Here is example code for a biomedical NER model trained over NCBI_DISEASE corpus, using word embeddings and flair embeddings based on biomedical abstracts from PubMed and full-texts from PMC.

In [None]:
from flair.datasets import NCBI_DISEASE

In [None]:
# 1. get the corpus
corpus = NCBI_DISEASE()
print(corpus)

In [None]:
# 2. make the tag dictionary from the corpus
tag_dictionary = corpus.make_tag_dictionary(tag_type="ner")

In [None]:
# 3. initialize embeddings
from flair.embeddings import WordEmbeddings, FlairEmbeddings, StackedEmbeddings

embedding_types = [

    # word embeddings trained on PubMed and PMC
    WordEmbeddings("pubmed"),

    # flair embeddings trained on PubMed and PMC
    FlairEmbeddings("pubmed-forward"),
    FlairEmbeddings("pubmed-backward"),
]


embeddings: StackedEmbeddings = StackedEmbeddings(embeddings=embedding_types)

In [None]:
# 4. initialize sequence tagger
from flair.models import SequenceTagger

tagger: SequenceTagger = SequenceTagger(
    hidden_size=256,
    embeddings=embeddings,
    tag_dictionary=tag_dictionary,
    tag_type="ner",
    use_crf=True,
    locked_dropout=0.5
)

In [None]:
# 5. initialize trainer
from flair.trainers import ModelTrainer

trainer: ModelTrainer = ModelTrainer(tagger, corpus)

trainer.train(
    base_path="taggers/ncbi-disease",
    train_with_dev=False,
    max_epochs=200,
    learning_rate=0.1,
    mini_batch_size=32
)

In [None]:
# 5. initialize trainer
from flair.trainers import ModelTrainer

trainer: ModelTrainer = ModelTrainer(tagger, corpus)

trainer.train(
    base_path="taggers/ncbi-disease",
    train_with_dev=False,
    max_epochs=200,
    learning_rate=0.1,
    mini_batch_size=32
)

In [None]:
# load the model you trained
model = SequenceTagger.load("taggers/ncbi-disease/best-model.pt")

# create example sentence
from flair.data import Sentence
sentence = Sentence("Women who smoke 20 cigarettes a day are four times more likely to develop breast cancer.")

# predict tags and print
model.predict(sentence)

print(sentence.to_tagged_string())

In [None]:
sentence = Sentence("High-risk children should be treated with an intravenous antipseudomonal beta lactam agent, unless there is suspicion of multi-drug resistance when an antibiotic combination should be used, in unresponsive cases, more invasive procedures, including bronchoalveolar lavage (BAL), computed tomography (CT)-guided fine-needle aspiration or open lung biopsy (OLB), are recommended.")
# predict tags and print
model.predict(sentence)

print(sentence.to_tagged_string())

# Fine-tuning HunFlair models

In the following example we fine-tune the hunflar-disease model to the NCBI_DISEASE:

In [None]:
# 1. load your target corpus
from flair.datasets import NCBI_DISEASE
corpus = NCBI_DISEASE()

# 2. load the pre-trained sequence tagger
from flair.models import SequenceTagger
tagger: SequenceTagger = SequenceTagger.load("hunflair-disease")

# 3. initialize trainer
from flair.trainers import ModelTrainer
trainer: ModelTrainer = ModelTrainer(tagger, corpus)

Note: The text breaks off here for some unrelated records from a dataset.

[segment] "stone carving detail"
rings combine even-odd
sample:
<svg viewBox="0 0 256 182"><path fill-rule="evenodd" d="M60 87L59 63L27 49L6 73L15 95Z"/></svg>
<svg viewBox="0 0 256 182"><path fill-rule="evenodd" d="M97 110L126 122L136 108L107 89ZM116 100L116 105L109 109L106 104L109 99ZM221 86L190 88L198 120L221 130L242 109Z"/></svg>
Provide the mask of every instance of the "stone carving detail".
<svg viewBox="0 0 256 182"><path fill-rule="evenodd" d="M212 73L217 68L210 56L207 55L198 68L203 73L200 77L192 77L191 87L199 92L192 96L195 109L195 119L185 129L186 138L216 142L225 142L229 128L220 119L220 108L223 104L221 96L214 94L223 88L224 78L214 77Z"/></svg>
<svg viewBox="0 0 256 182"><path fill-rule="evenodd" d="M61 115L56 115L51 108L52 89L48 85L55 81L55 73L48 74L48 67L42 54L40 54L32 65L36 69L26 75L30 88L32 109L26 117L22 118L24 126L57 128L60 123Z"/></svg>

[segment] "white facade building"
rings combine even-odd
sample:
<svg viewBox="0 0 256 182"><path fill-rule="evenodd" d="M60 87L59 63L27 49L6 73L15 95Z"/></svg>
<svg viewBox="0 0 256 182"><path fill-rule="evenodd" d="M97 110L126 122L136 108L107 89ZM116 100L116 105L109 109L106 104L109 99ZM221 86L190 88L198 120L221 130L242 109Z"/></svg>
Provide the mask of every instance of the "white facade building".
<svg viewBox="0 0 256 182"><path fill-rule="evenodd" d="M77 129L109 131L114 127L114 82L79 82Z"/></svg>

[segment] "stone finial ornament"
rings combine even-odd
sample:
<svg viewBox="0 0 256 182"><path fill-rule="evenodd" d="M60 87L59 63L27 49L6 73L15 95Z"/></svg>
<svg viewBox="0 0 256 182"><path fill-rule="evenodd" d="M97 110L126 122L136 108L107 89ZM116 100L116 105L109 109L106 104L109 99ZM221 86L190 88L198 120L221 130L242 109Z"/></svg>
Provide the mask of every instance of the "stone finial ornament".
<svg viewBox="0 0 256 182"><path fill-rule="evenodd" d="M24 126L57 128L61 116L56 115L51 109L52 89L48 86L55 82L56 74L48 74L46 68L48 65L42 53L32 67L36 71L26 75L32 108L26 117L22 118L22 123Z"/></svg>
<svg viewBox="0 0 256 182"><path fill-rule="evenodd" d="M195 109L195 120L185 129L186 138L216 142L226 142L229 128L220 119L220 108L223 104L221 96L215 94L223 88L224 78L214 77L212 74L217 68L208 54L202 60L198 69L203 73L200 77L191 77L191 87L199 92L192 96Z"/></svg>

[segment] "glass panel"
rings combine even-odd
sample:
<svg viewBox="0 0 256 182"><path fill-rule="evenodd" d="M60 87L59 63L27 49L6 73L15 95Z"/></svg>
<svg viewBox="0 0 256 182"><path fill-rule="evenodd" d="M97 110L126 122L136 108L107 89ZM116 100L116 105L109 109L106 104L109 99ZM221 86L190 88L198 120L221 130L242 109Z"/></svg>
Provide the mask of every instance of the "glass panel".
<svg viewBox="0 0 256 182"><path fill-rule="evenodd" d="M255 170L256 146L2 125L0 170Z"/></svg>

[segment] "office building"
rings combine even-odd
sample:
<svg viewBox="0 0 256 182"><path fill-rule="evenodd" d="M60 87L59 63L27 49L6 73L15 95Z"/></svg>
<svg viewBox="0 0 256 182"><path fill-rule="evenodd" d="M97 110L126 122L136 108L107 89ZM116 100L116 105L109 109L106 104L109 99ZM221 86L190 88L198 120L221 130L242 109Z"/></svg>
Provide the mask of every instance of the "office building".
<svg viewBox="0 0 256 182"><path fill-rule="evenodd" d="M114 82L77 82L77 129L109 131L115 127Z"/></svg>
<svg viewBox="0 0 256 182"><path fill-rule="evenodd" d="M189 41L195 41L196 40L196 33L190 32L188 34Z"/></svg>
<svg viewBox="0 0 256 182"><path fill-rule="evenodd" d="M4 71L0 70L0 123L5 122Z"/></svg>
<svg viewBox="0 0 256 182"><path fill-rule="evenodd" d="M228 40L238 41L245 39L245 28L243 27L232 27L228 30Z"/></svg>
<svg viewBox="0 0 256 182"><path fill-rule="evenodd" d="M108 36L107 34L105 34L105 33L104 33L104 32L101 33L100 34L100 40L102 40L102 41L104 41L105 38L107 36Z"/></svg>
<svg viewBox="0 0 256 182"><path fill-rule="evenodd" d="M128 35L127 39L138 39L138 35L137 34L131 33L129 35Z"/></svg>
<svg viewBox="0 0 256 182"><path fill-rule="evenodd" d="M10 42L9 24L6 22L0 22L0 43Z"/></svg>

# 4. fine-tune on the target corpus
trainer.train(
    base_path="taggers/hunflair-disease-finetuned-ncbi",
    train_with_dev=False,
    max_epochs=200,
    learning_rate=0.1,
    mini_batch_size=32
)

# Training HunFlair from scratch

In [None]:
from flair.datasets import HUNER_CELL_LINE

# 1. get all corpora for a specific entity type
from flair.models import SequenceTagger
corpus = HUNER_CELL_LINE()

# 2. initialize embeddings
from flair.embeddings import WordEmbeddings, FlairEmbeddings, StackedEmbeddings
embedding_types = [
    WordEmbeddings("pubmed"),
    FlairEmbeddings("pubmed-forward"),
    FlairEmbeddings("pubmed-backward"),

]

embeddings = StackedEmbeddings(embeddings=embedding_types)

# 3. initialize sequence tagger
tag_dictionary = corpus.make_tag_dictionary(tag_type="ner")

tagger = SequenceTagger(
    hidden_size=256,
    embeddings=embeddings,
    tag_dictionary=tag_dictionary,
    tag_type="ner",
    use_crf=True,
    locked_dropout=0.5
)

# 4. train the model
from flair.trainers import ModelTrainer
trainer = ModelTrainer(tagger, corpus)

trainer.train(
    base_path="taggers/hunflair-cell-line", 
    train_with_dev=False, 
    max_epochs=200,
    learning_rate=0.1, 
    mini_batch_size=32
)

In [None]:
#Analogously, distinct models can be trained for chemicals, diseases, genes/proteins and species using HUNER_CHEMICALS, HUNER_DISEASE, HUNER_GENE, HUNER_SPECIES respectively.